Il est important de noter que ni Zell ni Di Nepi n’étaient vraiment intéressés à aborder, au moins explicitement, le prétendu philosémitisme de Rembrandt. « Nous nous sommes simplement concentrés sur les preuves dont nous disposons concernant les relations, les commandes, les interactions », a déclaré Zell, professeur d'art baroque et du XVIIIe siècle à l'Université de Boston. « Nous avons laissé de côté toute question de savoir s'il y avait ou non quelque chose d'unique dans l'intérêt de Rembrandt pour les Juifs. »

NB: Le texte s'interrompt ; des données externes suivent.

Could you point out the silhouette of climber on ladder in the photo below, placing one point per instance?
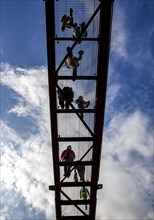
(66, 97)
(67, 20)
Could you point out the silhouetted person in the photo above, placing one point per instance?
(77, 30)
(65, 97)
(67, 20)
(82, 104)
(67, 155)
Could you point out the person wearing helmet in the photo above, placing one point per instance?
(67, 20)
(82, 104)
(72, 62)
(67, 155)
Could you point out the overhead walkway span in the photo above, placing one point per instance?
(80, 128)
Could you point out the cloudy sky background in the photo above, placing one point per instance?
(128, 148)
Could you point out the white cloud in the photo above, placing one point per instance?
(127, 178)
(26, 165)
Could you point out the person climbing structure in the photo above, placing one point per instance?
(77, 30)
(82, 104)
(67, 156)
(72, 61)
(65, 97)
(81, 172)
(67, 20)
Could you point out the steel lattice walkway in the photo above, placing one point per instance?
(102, 15)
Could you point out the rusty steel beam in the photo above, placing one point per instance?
(52, 81)
(101, 87)
(76, 110)
(77, 77)
(75, 163)
(75, 139)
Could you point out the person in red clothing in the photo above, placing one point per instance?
(67, 155)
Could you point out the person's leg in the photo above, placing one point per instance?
(74, 73)
(61, 103)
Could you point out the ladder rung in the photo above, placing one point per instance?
(77, 78)
(75, 202)
(74, 139)
(76, 163)
(76, 110)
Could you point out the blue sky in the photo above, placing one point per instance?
(128, 148)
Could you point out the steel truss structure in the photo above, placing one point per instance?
(105, 10)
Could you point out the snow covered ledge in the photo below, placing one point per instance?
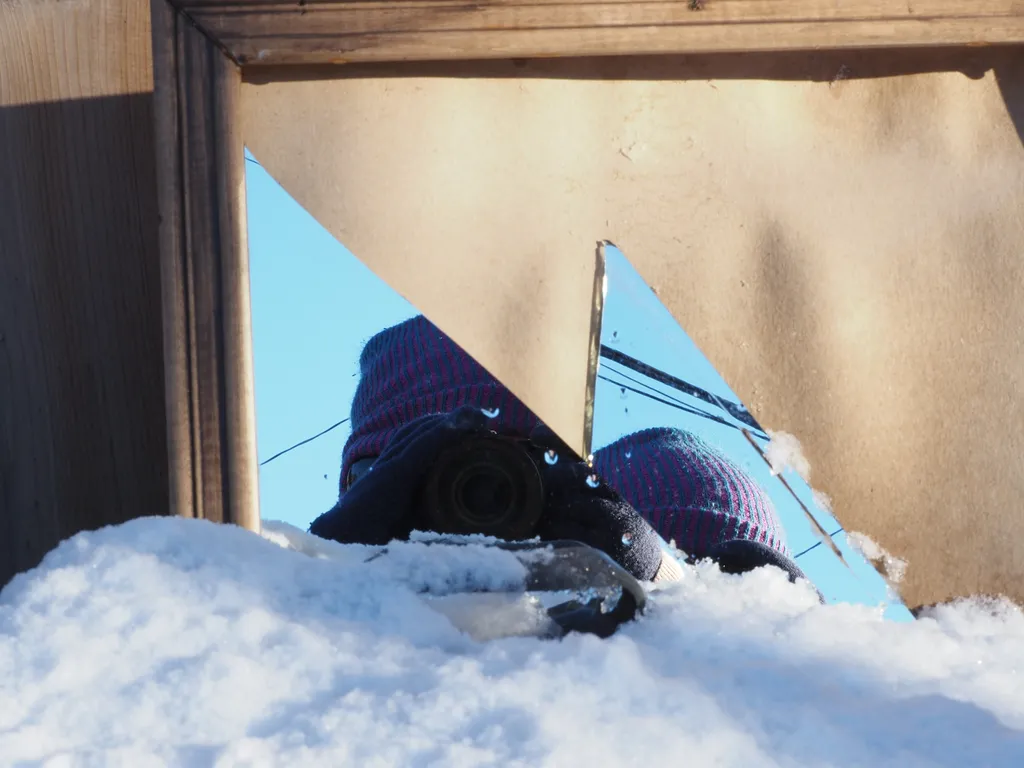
(178, 642)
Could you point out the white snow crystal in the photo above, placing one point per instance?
(892, 568)
(783, 452)
(177, 642)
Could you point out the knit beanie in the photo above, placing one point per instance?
(688, 492)
(411, 370)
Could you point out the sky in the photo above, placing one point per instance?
(314, 304)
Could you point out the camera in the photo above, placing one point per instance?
(485, 483)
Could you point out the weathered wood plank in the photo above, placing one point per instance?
(82, 436)
(204, 254)
(279, 32)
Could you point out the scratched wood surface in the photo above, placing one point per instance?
(82, 435)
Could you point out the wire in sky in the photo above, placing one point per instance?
(815, 546)
(303, 442)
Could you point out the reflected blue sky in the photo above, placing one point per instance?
(314, 305)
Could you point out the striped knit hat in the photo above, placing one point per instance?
(688, 492)
(412, 370)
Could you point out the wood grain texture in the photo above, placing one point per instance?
(82, 436)
(276, 32)
(204, 256)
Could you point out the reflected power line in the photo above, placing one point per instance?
(303, 442)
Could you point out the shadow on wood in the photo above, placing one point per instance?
(82, 414)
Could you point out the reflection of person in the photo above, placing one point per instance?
(419, 391)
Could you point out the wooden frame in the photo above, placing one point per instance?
(201, 47)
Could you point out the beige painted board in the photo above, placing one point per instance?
(848, 252)
(82, 419)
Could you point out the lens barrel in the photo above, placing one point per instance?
(484, 484)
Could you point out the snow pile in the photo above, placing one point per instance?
(172, 642)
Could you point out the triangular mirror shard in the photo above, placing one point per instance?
(664, 413)
(375, 427)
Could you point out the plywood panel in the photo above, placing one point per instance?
(847, 251)
(271, 32)
(82, 436)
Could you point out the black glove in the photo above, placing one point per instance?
(741, 555)
(583, 507)
(381, 506)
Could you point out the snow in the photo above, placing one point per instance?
(783, 452)
(174, 642)
(892, 568)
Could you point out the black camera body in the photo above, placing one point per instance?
(485, 483)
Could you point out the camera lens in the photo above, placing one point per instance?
(484, 484)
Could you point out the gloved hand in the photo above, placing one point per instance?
(583, 507)
(381, 506)
(741, 555)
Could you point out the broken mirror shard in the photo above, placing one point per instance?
(651, 376)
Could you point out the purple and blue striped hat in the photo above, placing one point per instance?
(412, 370)
(688, 492)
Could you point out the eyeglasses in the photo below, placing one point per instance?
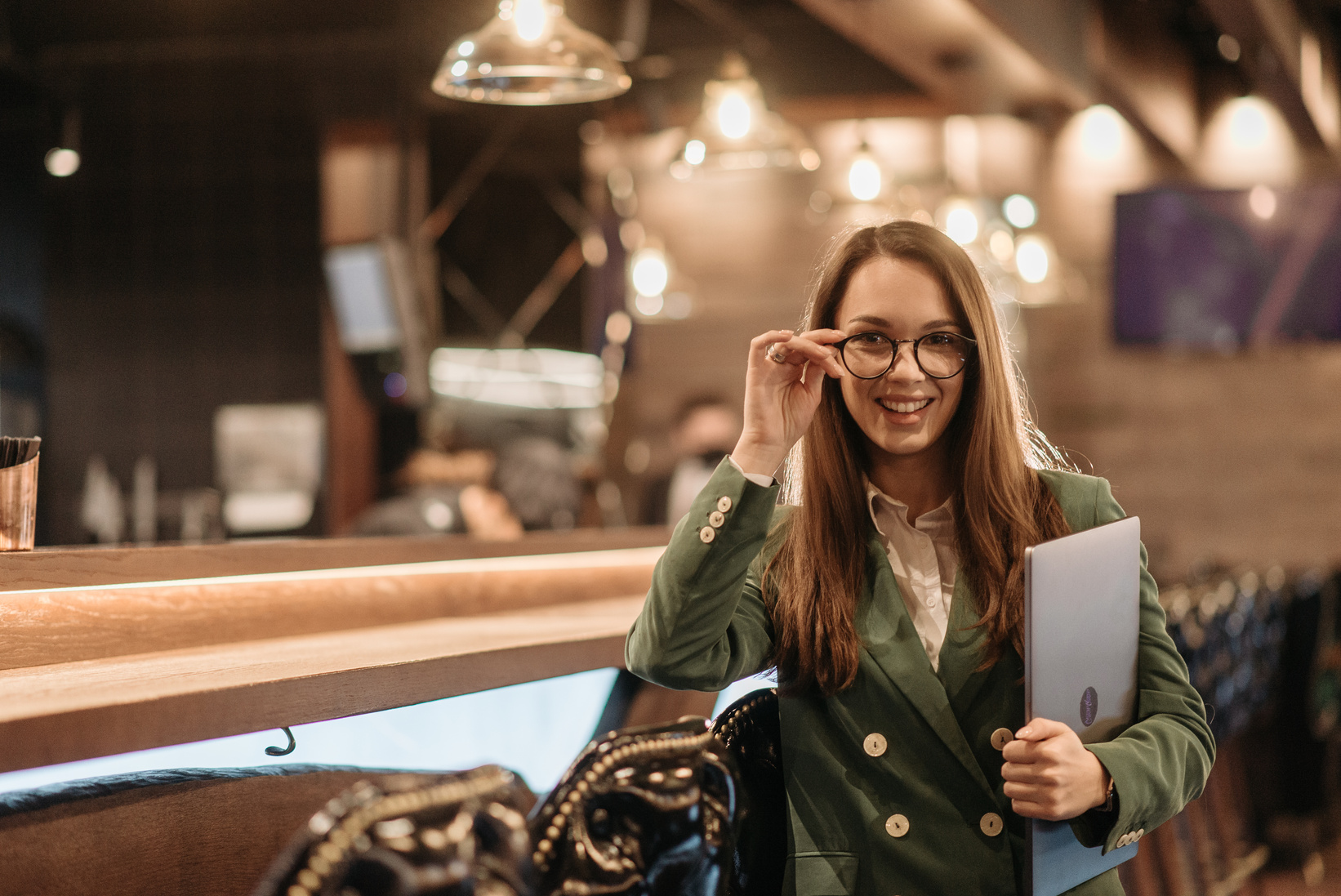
(940, 356)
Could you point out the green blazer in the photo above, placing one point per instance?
(706, 626)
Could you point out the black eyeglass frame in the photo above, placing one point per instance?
(842, 344)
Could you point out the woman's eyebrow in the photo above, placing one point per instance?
(883, 322)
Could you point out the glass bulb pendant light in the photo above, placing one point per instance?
(864, 176)
(737, 131)
(530, 56)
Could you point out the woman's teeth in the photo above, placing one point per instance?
(906, 407)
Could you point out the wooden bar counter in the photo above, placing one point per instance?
(112, 651)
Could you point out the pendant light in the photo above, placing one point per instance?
(737, 131)
(530, 54)
(865, 180)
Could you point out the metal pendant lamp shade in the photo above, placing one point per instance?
(737, 132)
(530, 54)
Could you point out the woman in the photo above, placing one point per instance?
(891, 600)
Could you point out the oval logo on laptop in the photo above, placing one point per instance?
(1089, 706)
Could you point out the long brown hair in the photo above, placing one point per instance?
(1000, 503)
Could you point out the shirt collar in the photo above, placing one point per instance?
(879, 502)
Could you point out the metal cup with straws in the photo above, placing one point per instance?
(18, 493)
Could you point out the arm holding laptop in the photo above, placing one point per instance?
(1156, 766)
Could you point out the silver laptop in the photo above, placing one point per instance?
(1081, 620)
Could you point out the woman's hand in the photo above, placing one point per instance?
(781, 397)
(1050, 776)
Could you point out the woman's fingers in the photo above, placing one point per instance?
(785, 346)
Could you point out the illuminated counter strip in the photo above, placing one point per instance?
(85, 622)
(94, 670)
(79, 710)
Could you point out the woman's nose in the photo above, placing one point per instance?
(906, 363)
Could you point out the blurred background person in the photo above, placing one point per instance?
(703, 430)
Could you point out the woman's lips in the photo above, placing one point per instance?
(908, 411)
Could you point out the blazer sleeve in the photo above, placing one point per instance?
(1161, 760)
(704, 622)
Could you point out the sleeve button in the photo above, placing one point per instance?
(896, 825)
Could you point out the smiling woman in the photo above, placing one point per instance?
(889, 597)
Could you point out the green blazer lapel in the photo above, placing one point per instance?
(893, 644)
(959, 655)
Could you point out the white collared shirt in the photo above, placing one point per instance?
(921, 555)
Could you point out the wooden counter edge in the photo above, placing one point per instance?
(225, 689)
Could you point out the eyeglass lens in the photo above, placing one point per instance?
(939, 354)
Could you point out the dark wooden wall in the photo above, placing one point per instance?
(183, 265)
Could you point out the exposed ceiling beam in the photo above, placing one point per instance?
(954, 51)
(1150, 77)
(1290, 64)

L'exposition, qui se déroule jusqu'en décembre de cette année, est une collaboration entre le Centre d'art hollandais (CNA) du MFA et des étudiants de premier cycle et des cycles supérieurs en histoire de l'art de l'Université de Boston ; les étudiants ont été impliqués dans chaque décision de conservation. « Il s'agit d'une opportunité d'apprentissage expérientiel et de développement professionnel vraiment sans précédent », a déclaré Zell. (Il s'agit du cinquième partenariat de ce type entre l'AIIC et un établissement universitaire. Parmi les partenaires précédents figurent Yale et Brown).

L'œuvre la plus frappante de la section « réalité » de la galerie est peut-être un portrait de 1647 du voisin de l'artiste, Ephraim Bonus, médecin séfarade et, selon toute vraisemblance, le seul juif vivant que Rembrandt ait jamais peint. Le portrait est le « pilier » de la galerie, dit Zell : un dessin d'un sujet juif pour lequel Rembrandt n'a eu qu'à représenter ce qui se trouvait devant lui, au lieu d'évoquer un mélange de caricature et de théologie (nous en parlerons plus tard).

À côté du portrait Bonus se trouvent quatre images que Rembrandt a dessinées pour Menasseh Ben Israel, un rabbin et érudit néerlandais extrêmement influent. Ben Israel utilisera ensuite les croquis comme représentations visuelles des histoires bibliques clés dans son traité. Piedra Gloriosa (La Pierre Glorieuse).

Rembrandt, souvent très précieux pour son travail, a accepté de modifier deux des gravures après que le rabbin ait insisté sur le fait qu'elles ne correspondaient pas suffisamment au texte biblique. Et même si les chercheurs s'interrogent sur la nature et l'étendue de la relation entre Rembrandt et Ben Israel, c'est l'existence même des images que Zell souhaite mettre en lumière. « Ce moment de collaboration interconfessionnelle est tout simplement remarquable », a-t-il déclaré.

Mais les gravures de Ben Israel ne sont pas seulement une preuve des relations de Rembrandt avec les Juifs d'Amsterdam. En attirant l'attention sur une figure aussi imposante que le rabbin, ils soulignent l'autre motif déterminant de l'exposition : la liberté et l'influence considérables de la communauté juive – du moins par rapport à ses homologues européennes – dans la République néerlandaise du milieu du XVIIe siècle. (Créée en 1581, la République était une confédération de sept provinces néerlandaises qui avaient rompu avec la domination catholique des Habsbourg. Théoriquement calviniste, elle était réputée pour son attitude éclairée envers les minorités religieuses et ethniques et pour son mécénat des arts et des sciences.)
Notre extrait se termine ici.